The title track, “Domino,” is an ode to classic Beatles influences, captured impeccably through vocal harmonies and semi-hollow body guitar sounds. The layered vocal harmonies offer a nostalgic touch without surrendering to mere imitation, and the clarity in production ensures that each layer shines through.
“So What” and “Someday I’ll Go Surfing” are effervescent songs that draw from the ’60s rock lexicon while incorporating contemporary nuances. Notably, “So What” employs a leaping, serpentine melody set over a galloping snare pattern that keeps listeners hooked. “The Power,” the album’s lead single, mixes in Southern rock elements that diversify the tonal palette of the album. Although compacted into less than three minutes, the song’s progression feels like a journey.
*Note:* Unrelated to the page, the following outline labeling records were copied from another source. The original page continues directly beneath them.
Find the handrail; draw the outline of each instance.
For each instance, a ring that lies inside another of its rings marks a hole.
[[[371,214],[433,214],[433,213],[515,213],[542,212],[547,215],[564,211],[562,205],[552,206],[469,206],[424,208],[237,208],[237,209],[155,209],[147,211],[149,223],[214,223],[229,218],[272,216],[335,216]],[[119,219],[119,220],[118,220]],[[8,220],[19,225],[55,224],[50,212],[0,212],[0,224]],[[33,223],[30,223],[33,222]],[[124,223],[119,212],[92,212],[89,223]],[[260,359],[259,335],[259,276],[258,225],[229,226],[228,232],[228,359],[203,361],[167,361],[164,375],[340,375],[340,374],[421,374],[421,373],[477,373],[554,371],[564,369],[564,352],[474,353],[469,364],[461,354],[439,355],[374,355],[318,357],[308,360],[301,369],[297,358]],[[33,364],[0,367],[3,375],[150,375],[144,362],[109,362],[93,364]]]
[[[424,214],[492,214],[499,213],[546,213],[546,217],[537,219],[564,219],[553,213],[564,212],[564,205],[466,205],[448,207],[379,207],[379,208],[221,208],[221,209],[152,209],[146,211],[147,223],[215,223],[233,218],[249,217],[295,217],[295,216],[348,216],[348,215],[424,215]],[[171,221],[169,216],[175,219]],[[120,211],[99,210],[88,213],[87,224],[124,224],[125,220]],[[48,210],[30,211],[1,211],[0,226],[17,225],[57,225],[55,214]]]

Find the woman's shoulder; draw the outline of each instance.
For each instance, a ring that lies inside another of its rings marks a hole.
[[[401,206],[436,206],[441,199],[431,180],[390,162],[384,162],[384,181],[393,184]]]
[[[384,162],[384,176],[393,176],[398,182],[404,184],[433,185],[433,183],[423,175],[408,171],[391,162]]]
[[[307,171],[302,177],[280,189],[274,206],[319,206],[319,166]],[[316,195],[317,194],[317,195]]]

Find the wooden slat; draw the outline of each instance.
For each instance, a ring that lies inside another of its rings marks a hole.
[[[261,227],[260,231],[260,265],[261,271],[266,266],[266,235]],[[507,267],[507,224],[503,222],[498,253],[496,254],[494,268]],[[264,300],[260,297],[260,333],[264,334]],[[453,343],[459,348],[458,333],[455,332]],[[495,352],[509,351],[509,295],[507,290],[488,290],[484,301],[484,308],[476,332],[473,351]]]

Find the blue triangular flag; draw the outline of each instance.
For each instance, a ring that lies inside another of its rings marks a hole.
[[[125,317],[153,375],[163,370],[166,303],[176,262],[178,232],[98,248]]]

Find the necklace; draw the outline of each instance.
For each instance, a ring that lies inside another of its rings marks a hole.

“Painted Pictures” and “I Don’t Think About You The Way I Used To” follow suit, marrying the past with the present through dynamic shifts, carefully crafted solos, and rich vocal textures. “From My Pillow” switches gears with Broderick exploring her mid to upper vocal register, imbuing the track with a different timbral quality.
The album concludes with “Your Eyes Look Like Christmas” and “Wisdom,” the former being a poignant, piano-driven ballad that cuts to the emotional core, and the latter a country-rock-inspired finale that feels like a satisfying end to a well-crafted musical journey.
Domino pays homage to vintage and modern influences while focusing on elements that make indie pop/rock so enduring—strong melodies, intricate vocal harmonies, and concise songwriting. It represents a pinnacle in Diners’ evolving sound, fully realizing what had been hinted at in their previous works. Above all, it confirms that the best musical eras are not behind us but are continuously reimagined and brought to life by artists who dare to push boundaries while respecting tradition.